Fotolia_48229032_Subscription_Monthly_M-1Julie wrestled with canceling her personal discovery session. The mental commentary in her brain went something like this: ‘I don’t really need support. It’s probably best that I work through this on my own. I can manage my life with asking for help’.The truth is, Julie was deeply anxious about sharing her private story and struggles with a stranger.

When she registered for her appointment, she clearly stated that she was struggling to find meaning and purpose in her personal and professional life. She hoped to receive support from someone, who’s lived through the ‘how low can you go’ limbo and the uncertainty that shows up during the first stage of a life-altering transformation.

This self-sabotage scenario happens a lot in the counseling and coaching world. It’s perfectly natural to get cold feet and want to bail on a first session. Anxiety makes an entrance when we choose to step outside of our comfort zone. Frankly, anybody who wants to change, grow and transform their life is going to feel a bit apprehensive at first. I often hear, “I almost cancelled our call today,” from my new coaching clients.

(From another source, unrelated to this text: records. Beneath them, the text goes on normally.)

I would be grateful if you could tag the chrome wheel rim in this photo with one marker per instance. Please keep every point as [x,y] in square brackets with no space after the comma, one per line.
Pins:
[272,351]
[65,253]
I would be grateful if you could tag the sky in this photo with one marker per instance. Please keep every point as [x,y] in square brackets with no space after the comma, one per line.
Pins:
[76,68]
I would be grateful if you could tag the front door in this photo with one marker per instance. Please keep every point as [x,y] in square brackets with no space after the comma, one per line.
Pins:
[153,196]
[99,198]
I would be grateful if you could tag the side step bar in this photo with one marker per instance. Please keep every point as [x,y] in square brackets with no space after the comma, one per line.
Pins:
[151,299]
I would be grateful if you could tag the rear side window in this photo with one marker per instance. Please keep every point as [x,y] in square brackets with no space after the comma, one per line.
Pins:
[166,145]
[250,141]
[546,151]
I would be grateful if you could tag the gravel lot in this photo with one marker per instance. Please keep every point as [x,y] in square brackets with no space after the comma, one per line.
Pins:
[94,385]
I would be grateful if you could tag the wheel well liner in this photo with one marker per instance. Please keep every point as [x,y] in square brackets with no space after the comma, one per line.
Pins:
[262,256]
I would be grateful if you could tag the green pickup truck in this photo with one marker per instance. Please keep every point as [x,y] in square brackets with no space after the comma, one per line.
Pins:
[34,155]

Here are some examples of the self-sabotage pre-call thought process:

‘If I cancel now there is no harm since I don’t have an established relationship with this person.‘ ‘If I run now, I don’t have to face what I’m up against.’

‘What was I thinking? I’m FINE. I don’t need any support.’

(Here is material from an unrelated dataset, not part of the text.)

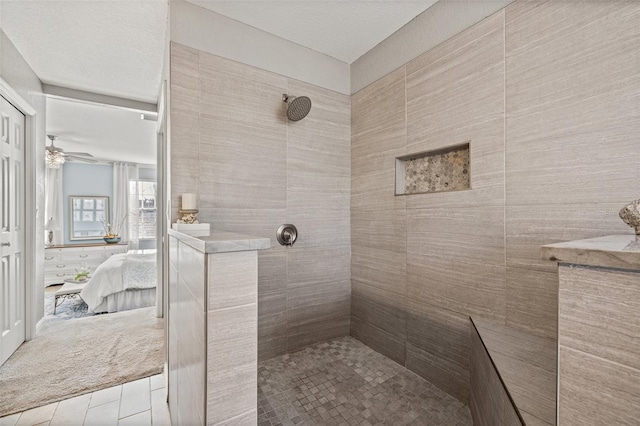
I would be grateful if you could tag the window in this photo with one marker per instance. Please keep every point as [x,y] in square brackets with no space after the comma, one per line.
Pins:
[142,206]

‘I can’t make this kind of personal investment in myself right now.’

If you choose to reach out to a coach, counselor or mentor for accountability, an unbiased opinion, or simply to be heard; your soul is nudging you to get some perspective from a professional who is trained to support you. There is a reason you were attracted to their work and scheduled an appointment. Asking for support does not make you weak.

You owe it yourself to follow through on your original instincts and show up for your appointment. If you don’t click with the person, you never have to talk with them again. If you come away feeling supported, recharged and hopeful about the days ahead, you’ve found a good match. New clients regularly tell me how happy they are that they didn’t bail on our call after our first session.

I recommend the following steps if you think you may be ready to work with a mentor, life coach or counselor.

  1. Get clear about what you wish to change in your life.
  2. Find an expert who resonates with you and read client testimonials.
  3. Ask for a referral from a trusted friend or family member.
  4. Reach out to two or three professionals for a low-cost, or free discovery session to see if you are a good energetic match.

Julie did follow through on her discovery session after canceling the first appointment. I’m happy to report that she has moved beyond the discomfort of the first stage of transition and is loving herself up with lots of compassionate self-care before moving into the exploration stage of her new life.

If you are in the throes of what feels like a significant life-changing transition, have the courage to ask for help. Then show up and see what unfolds for you! You’ll be glad you did.